"My name's Raj Kharbanda, I'm a cardiologist, I work in Oxford in the United Kingdom.
Yeah, so stroke still remains an important problem for TAVI and we're really trying to find ways of reducing stroke. The cerebral embolic protection devices, have been tested as a way to reduce stroke and there have been two large randomised trials. One, the protected TAVR trial, which enrolled 3,000 patients from the USA, Europe and Australia, and our trial, the BHF Protect TAVI trial, which enrolled over 7,500 patients from the UK. And both of those trials were testing the sentinel embolic protection device.
Both of those trials for the primary endpoint were neutral, but the idea was that we've got this data on 10,000 patients that we could combine at a patient level analysis to get a better understanding of some of the lessons about where it might be effective and if, you know, how we might use or understand embolic protection better.

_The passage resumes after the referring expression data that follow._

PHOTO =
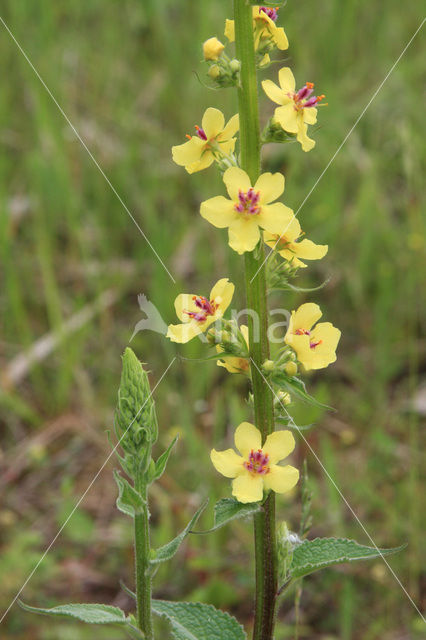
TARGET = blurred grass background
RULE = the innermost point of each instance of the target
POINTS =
(124, 73)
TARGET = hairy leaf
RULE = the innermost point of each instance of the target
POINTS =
(162, 461)
(228, 509)
(129, 501)
(196, 621)
(320, 553)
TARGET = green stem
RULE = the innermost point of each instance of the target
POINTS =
(264, 522)
(143, 577)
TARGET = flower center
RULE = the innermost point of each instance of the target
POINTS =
(302, 332)
(304, 99)
(258, 462)
(312, 342)
(248, 202)
(270, 12)
(200, 133)
(205, 308)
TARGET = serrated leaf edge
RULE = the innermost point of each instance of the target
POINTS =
(380, 552)
(196, 605)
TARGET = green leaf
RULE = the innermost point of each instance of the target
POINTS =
(168, 550)
(228, 509)
(90, 613)
(129, 501)
(162, 461)
(320, 553)
(298, 388)
(196, 621)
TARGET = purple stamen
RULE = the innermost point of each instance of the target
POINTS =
(258, 462)
(304, 92)
(247, 202)
(207, 308)
(201, 133)
(270, 12)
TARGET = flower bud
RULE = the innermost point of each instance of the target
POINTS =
(283, 397)
(235, 65)
(290, 368)
(212, 48)
(136, 422)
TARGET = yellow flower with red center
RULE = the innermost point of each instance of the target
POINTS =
(264, 26)
(291, 247)
(248, 209)
(256, 469)
(212, 48)
(211, 141)
(198, 313)
(315, 346)
(297, 108)
(235, 364)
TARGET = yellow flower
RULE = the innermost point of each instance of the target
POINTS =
(212, 48)
(264, 28)
(235, 364)
(212, 140)
(291, 247)
(248, 209)
(198, 313)
(255, 470)
(297, 108)
(315, 346)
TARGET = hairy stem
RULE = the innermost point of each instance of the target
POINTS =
(264, 522)
(143, 577)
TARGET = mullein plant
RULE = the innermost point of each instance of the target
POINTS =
(254, 217)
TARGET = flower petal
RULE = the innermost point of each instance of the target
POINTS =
(287, 117)
(305, 316)
(324, 353)
(281, 479)
(248, 488)
(244, 234)
(286, 80)
(188, 152)
(302, 137)
(222, 293)
(273, 91)
(276, 218)
(244, 331)
(310, 115)
(183, 333)
(247, 437)
(279, 445)
(236, 179)
(213, 122)
(219, 211)
(228, 463)
(185, 302)
(270, 186)
(292, 231)
(309, 250)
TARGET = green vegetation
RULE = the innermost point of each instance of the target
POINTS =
(120, 72)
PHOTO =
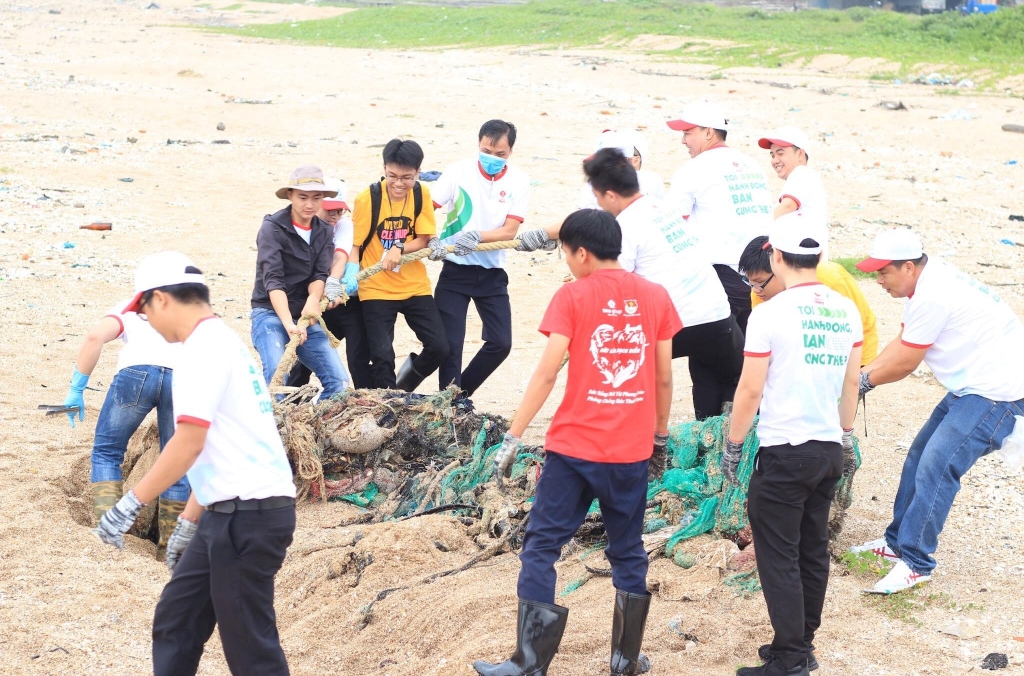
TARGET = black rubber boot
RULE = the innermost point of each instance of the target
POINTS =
(539, 633)
(409, 378)
(628, 624)
(812, 662)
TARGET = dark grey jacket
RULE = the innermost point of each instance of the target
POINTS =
(285, 261)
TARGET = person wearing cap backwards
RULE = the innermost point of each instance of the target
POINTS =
(486, 201)
(802, 356)
(295, 249)
(232, 537)
(660, 246)
(145, 365)
(972, 342)
(724, 195)
(404, 223)
(804, 193)
(633, 144)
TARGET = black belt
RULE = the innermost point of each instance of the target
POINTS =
(236, 505)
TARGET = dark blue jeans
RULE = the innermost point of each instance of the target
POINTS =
(961, 430)
(564, 494)
(133, 393)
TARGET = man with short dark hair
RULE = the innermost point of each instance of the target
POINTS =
(972, 342)
(391, 218)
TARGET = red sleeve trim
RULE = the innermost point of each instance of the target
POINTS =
(194, 421)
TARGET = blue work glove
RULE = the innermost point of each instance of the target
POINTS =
(76, 396)
(119, 519)
(348, 279)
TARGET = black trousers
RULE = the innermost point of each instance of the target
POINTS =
(345, 323)
(487, 288)
(787, 502)
(716, 360)
(225, 578)
(421, 315)
(738, 293)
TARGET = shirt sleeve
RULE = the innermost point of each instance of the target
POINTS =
(923, 322)
(560, 315)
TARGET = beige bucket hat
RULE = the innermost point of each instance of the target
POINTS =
(307, 178)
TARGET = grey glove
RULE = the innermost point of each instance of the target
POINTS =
(466, 244)
(179, 540)
(658, 459)
(333, 288)
(437, 250)
(865, 384)
(730, 459)
(505, 457)
(118, 519)
(534, 240)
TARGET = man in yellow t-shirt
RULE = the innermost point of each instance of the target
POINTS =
(404, 223)
(755, 265)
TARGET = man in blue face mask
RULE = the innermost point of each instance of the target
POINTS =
(486, 201)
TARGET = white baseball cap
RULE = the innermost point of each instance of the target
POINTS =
(786, 137)
(163, 269)
(896, 244)
(790, 230)
(337, 186)
(699, 114)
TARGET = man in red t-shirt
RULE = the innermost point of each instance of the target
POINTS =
(617, 329)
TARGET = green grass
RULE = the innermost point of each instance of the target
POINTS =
(991, 42)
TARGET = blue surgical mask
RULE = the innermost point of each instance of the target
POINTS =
(491, 164)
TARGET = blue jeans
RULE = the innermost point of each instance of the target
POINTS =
(961, 430)
(133, 393)
(269, 338)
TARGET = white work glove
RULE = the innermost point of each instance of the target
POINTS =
(466, 244)
(119, 519)
(505, 457)
(179, 539)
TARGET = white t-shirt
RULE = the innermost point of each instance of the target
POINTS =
(807, 338)
(659, 246)
(218, 385)
(141, 345)
(974, 340)
(726, 196)
(805, 187)
(650, 184)
(478, 202)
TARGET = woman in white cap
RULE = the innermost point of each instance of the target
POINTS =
(804, 192)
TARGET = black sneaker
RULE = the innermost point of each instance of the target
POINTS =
(765, 651)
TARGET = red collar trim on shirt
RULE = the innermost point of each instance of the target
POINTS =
(497, 176)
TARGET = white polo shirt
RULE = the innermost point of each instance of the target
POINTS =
(218, 385)
(141, 345)
(659, 246)
(975, 342)
(808, 338)
(726, 196)
(476, 201)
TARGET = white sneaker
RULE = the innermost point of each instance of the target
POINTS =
(899, 579)
(877, 547)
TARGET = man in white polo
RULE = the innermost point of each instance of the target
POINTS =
(972, 342)
(724, 195)
(804, 193)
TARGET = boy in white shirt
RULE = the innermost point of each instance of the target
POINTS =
(802, 355)
(224, 558)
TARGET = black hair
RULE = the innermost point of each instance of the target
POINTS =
(188, 294)
(803, 261)
(593, 229)
(610, 170)
(495, 130)
(755, 257)
(403, 154)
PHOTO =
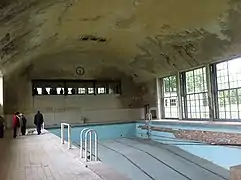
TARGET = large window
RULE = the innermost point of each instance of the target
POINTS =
(229, 89)
(196, 94)
(170, 97)
(75, 87)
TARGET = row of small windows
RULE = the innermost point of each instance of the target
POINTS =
(68, 87)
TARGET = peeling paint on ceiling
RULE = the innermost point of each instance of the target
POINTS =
(149, 37)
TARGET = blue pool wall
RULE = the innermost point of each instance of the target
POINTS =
(221, 155)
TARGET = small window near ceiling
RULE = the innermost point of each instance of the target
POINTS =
(60, 91)
(70, 90)
(101, 90)
(173, 102)
(90, 90)
(39, 91)
(46, 91)
(81, 91)
(166, 102)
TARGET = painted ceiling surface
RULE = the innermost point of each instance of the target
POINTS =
(148, 37)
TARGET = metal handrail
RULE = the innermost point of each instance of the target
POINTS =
(148, 118)
(69, 134)
(81, 141)
(90, 131)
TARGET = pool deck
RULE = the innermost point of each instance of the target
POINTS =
(43, 157)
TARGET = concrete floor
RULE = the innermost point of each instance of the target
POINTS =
(45, 158)
(146, 160)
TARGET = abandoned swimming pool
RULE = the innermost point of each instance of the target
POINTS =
(140, 158)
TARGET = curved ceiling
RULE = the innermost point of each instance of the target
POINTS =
(150, 37)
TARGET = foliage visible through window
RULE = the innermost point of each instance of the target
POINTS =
(229, 89)
(197, 94)
(170, 97)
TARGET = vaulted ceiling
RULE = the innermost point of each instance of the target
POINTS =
(145, 37)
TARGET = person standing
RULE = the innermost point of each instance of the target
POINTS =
(23, 124)
(38, 121)
(16, 124)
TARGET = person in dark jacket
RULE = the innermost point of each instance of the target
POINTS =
(38, 121)
(1, 127)
(16, 124)
(23, 124)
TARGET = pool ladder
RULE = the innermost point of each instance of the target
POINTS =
(148, 124)
(84, 134)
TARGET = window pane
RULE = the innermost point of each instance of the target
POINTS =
(197, 98)
(229, 86)
(170, 97)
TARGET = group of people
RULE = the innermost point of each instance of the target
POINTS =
(19, 123)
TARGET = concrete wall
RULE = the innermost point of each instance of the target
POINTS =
(95, 108)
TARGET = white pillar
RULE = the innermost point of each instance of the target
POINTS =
(158, 98)
(210, 94)
(1, 94)
(179, 94)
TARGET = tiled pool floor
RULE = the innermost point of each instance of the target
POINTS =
(45, 158)
(142, 159)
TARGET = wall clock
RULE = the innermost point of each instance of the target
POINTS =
(80, 71)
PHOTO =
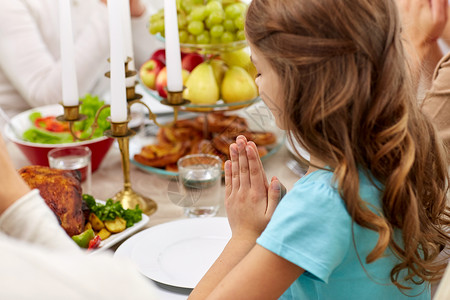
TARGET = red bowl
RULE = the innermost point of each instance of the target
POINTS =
(37, 152)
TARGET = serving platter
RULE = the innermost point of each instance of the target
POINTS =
(258, 116)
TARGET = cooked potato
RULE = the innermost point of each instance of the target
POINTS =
(116, 225)
(96, 223)
(104, 234)
(88, 226)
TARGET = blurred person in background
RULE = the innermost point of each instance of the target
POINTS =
(40, 261)
(30, 66)
(426, 34)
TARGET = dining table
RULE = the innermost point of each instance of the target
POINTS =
(108, 180)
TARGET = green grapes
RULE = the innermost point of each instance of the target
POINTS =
(240, 35)
(205, 22)
(198, 13)
(203, 38)
(239, 22)
(228, 37)
(196, 27)
(183, 35)
(217, 31)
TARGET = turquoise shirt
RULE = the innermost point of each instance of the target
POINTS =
(312, 229)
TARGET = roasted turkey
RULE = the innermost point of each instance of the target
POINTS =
(61, 190)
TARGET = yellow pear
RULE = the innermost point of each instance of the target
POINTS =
(219, 69)
(238, 85)
(201, 86)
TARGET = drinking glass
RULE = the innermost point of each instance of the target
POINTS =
(75, 159)
(200, 176)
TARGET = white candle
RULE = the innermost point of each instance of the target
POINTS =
(117, 73)
(128, 41)
(173, 56)
(68, 71)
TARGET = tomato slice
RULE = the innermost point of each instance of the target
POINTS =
(51, 124)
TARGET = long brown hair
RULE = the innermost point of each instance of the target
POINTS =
(349, 100)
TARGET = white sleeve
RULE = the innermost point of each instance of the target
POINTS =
(29, 219)
(30, 67)
(39, 261)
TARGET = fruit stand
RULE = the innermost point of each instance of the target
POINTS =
(218, 77)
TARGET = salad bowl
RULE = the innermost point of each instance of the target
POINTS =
(36, 152)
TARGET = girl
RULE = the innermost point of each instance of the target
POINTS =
(366, 222)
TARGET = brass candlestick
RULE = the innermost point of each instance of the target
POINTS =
(120, 131)
(127, 196)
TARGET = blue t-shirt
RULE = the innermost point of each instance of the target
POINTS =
(312, 229)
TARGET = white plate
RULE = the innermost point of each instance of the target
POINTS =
(177, 253)
(117, 237)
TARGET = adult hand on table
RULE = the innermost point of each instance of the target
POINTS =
(249, 199)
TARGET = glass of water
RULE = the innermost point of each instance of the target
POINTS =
(75, 159)
(200, 177)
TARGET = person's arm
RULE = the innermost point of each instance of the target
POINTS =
(245, 270)
(27, 62)
(436, 104)
(423, 22)
(24, 214)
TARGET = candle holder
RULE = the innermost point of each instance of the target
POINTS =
(120, 131)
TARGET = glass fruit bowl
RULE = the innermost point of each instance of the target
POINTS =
(218, 106)
(209, 48)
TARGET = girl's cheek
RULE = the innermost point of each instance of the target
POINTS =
(258, 81)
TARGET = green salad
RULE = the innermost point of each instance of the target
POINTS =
(47, 130)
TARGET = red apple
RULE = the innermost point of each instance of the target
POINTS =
(160, 55)
(149, 71)
(161, 81)
(190, 61)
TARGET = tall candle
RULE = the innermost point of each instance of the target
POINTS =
(117, 73)
(68, 71)
(128, 41)
(173, 56)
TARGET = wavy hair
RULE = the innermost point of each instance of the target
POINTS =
(349, 99)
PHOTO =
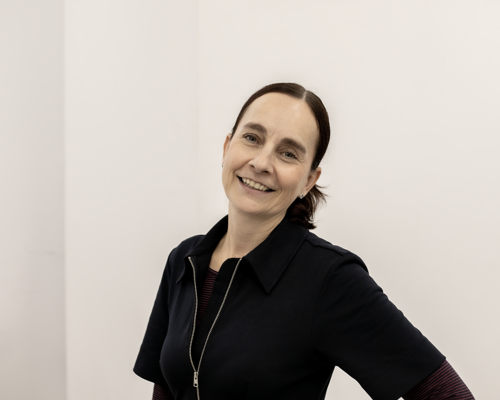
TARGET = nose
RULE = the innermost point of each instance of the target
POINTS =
(263, 161)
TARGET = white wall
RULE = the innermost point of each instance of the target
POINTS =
(413, 173)
(32, 360)
(151, 90)
(130, 152)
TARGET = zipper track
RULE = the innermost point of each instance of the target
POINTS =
(196, 371)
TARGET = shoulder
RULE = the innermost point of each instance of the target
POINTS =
(337, 255)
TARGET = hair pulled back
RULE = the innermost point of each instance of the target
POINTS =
(301, 210)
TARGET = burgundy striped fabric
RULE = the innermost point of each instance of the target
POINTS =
(163, 392)
(206, 292)
(444, 383)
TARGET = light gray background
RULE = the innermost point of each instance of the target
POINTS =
(112, 120)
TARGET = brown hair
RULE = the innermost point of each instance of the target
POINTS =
(301, 210)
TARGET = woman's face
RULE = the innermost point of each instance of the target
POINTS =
(267, 162)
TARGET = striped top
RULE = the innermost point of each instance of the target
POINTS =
(443, 384)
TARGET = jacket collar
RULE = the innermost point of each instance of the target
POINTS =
(269, 259)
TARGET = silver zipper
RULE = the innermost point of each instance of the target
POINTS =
(196, 371)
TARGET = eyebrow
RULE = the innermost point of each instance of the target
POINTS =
(287, 141)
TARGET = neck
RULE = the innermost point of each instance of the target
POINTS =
(245, 233)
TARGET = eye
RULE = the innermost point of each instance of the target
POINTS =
(290, 155)
(251, 138)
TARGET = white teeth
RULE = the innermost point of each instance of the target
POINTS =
(254, 185)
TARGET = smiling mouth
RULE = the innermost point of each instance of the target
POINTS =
(255, 185)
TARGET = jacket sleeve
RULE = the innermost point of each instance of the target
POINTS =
(147, 365)
(357, 328)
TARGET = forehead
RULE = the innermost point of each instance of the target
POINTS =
(284, 115)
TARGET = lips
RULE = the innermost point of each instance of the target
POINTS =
(255, 185)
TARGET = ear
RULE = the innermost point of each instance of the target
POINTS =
(311, 180)
(226, 146)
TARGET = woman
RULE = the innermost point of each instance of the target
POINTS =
(261, 308)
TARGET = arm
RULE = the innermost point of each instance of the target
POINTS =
(444, 383)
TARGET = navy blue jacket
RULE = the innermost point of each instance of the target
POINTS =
(297, 307)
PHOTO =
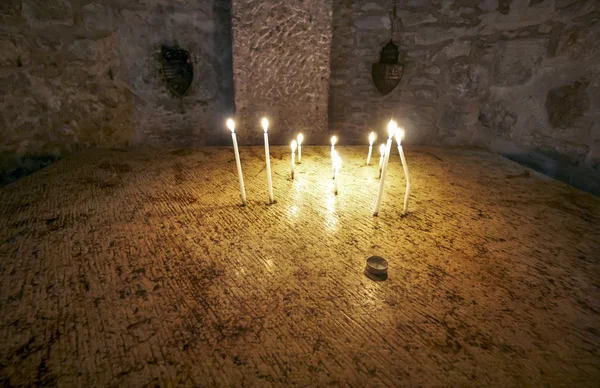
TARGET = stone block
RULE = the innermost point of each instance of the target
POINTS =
(97, 17)
(567, 103)
(498, 119)
(458, 48)
(410, 19)
(14, 50)
(92, 50)
(421, 81)
(466, 80)
(516, 60)
(43, 13)
(10, 8)
(49, 42)
(453, 118)
(373, 23)
(432, 35)
(579, 42)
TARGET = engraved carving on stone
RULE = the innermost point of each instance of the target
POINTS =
(177, 69)
(387, 73)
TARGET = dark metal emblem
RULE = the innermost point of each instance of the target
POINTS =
(387, 73)
(177, 68)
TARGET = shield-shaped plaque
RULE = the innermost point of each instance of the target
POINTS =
(386, 77)
(177, 69)
(387, 73)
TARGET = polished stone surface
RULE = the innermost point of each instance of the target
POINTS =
(140, 268)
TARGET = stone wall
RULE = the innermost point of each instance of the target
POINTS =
(518, 76)
(78, 73)
(281, 67)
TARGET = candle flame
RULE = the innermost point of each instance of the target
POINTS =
(392, 128)
(231, 125)
(399, 135)
(337, 160)
(371, 138)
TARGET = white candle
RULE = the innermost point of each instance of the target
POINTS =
(231, 126)
(391, 130)
(294, 145)
(382, 153)
(300, 138)
(399, 136)
(265, 125)
(333, 141)
(338, 165)
(371, 140)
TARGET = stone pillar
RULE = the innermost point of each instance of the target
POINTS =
(281, 68)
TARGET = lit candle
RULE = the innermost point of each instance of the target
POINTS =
(382, 153)
(371, 140)
(399, 136)
(391, 130)
(265, 125)
(231, 126)
(294, 145)
(300, 138)
(338, 164)
(333, 141)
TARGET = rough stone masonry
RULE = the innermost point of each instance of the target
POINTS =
(520, 77)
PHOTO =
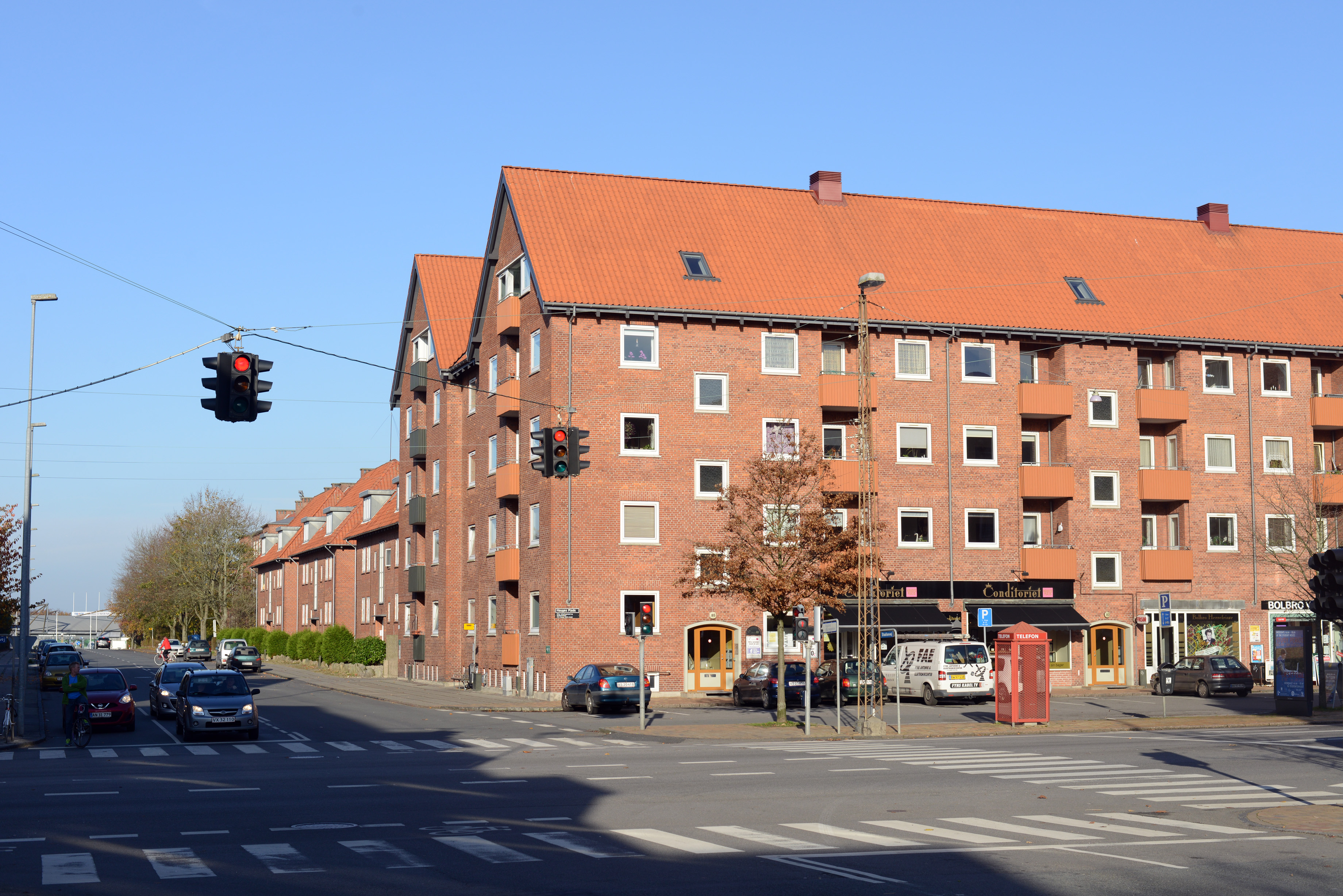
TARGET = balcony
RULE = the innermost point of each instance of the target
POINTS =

The trials were very, very similar in terms of the primary endpoint was stroke. We had to obviously combine the data sets and, and the analysis is done with individual patient level data. That data is still being collected, if you like, in terms of making sure that the data sets are combined, accurately and there are more analyses to come out. But the data we've presented here have been the primary analysis of the initial findings from that, combination.
The, incidence of stroke which was the primary endpoint was 2.3% in the control group. Those patients who didn't get SEP, in the group that got SEP it was 2.2% and that's difference of 0.1% didn't reach significance. Disabling stroke was numerically lower and so overall, there was no difference in the primary endpoints for the trial.
So we've, one of the, you know, when you've got this, you want to get as much information out of a large trial like this as possible. One of the questions has been about, patients who were randomised to treatment, who didn't get the treatment. How did that impact on the result? What are those patients like? And there are a number of ways of looking at that analysis. So we've done a couple of analyses and there are some signals that it's possible that in certain people there is a reduction in stroke. But this is all hypothesis generating, if you like. And at the moment, what we've shown is that the routine use of embolic protection across a large population doesn't reduce stroke or disabling stroke. But understanding whether there are subgroups or particular patients who are at higher risk is really the next phase of our, investigation from this data set.
So are there groups who are at higher risk and can we identify those? And if we can, are they a group where embolic protection might be effective? So I think this is what we've shown is that a routine strategy is probably, isn't effective, but it doesn't rule out the fact that a selective approach might be better. But at the moment we don't know who those patients are. And it's probably a combination of things that, you know, give you an increased risk of stroke.
So I think that in terms of where it leaves the field, I mean, stroke still remains an issue. Embolic protection intuitively remains a good way of targeting procedural stroke. Now what I think we've learned is that perhaps it's a device effect, perhaps this was a first generation device, perhaps there are other devices that might work better. But I think it also tells us that the way that future trials need to think about this is possibly to focus on disabling stroke, rather than all stroke, and to perhaps have a more selective approach, so a more stratified, selective approach, focusing on hard clinical endpoints. So I think it raises questions rather than, you know, says we shouldn't do it, but it focuses the mind of what we should be concentrating on.”